This luxury flat in one of the most high-end residential tower taught me a valuable lesson.
The units in this building, if I recall correctly, occupy half the floor, and this owner had two of them. Newly-built by one of the most highly regarded developers with units in the high 8 figures, one would presume the construction accuracy to be unparalleled. We made that assumption at the onset, which then led to some expensive challenges downstream.
We installed the 2cm Bianco Carrara Italian Marble slabs like we did in any other project. Upon completion, it was determined the floor portion installation by the window was slightly tilted towards the glass. Though imperceptible to the naked eye, the slope was there, and since it pleased the client to level the floor to absolute perfection, we brought in the heavy duty wet polishers to grind and remove a millimeter or two to achieve the accuracy expected of Kaufman Stone.

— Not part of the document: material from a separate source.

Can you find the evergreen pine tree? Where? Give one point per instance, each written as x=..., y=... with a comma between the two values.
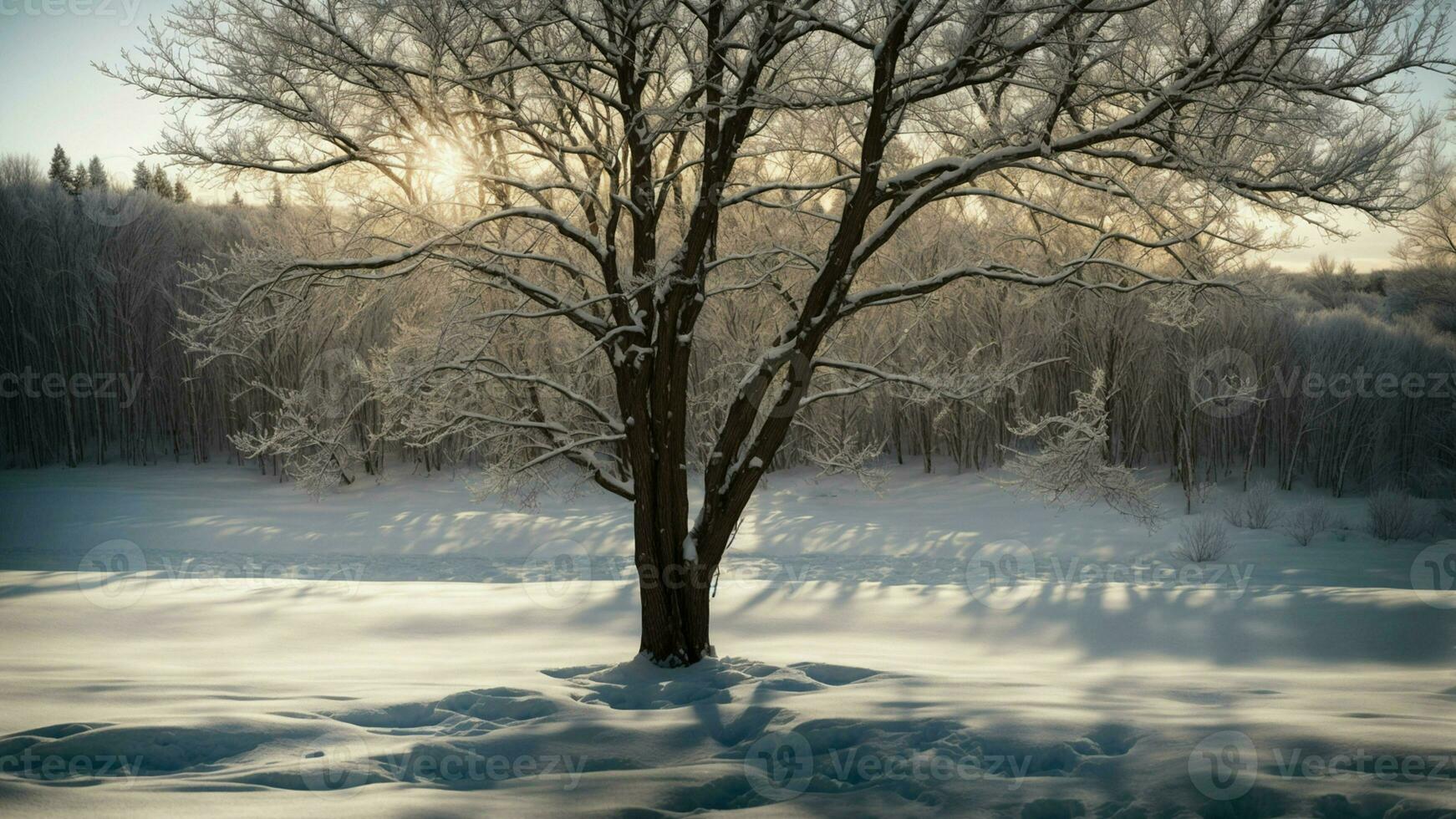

We wanted to know what caused this to occur. The room was bound by an entrance door, existing wooden floor, window and kitchen. All these were already provided by the developer when we arrived. When we levelled all those points, it was then made flat and even. But upon delving further into the mystery, the floor was perfectly aligned to the main door and kitchen. All those points were accurate, but when the floor line arrived at the two windows we discovered the culprit. The floor had, indeed, been forced to angle downwards (since the window moulding was lower than the rest of the points by a few millimetres), hence, the floor needed to be adjusted downwards by our masons, causing the slope and my additional cost.
The moral of the story is to measure and re-measure. If any defects are found from other traders’ work, immediately inform the client. If any errors are detected in the space turned over to you from the owner’s side who will be receiving the stone, report this without delay. In so doing, in the interest of fair play, you can allocate the liability to the party responsible for the defect.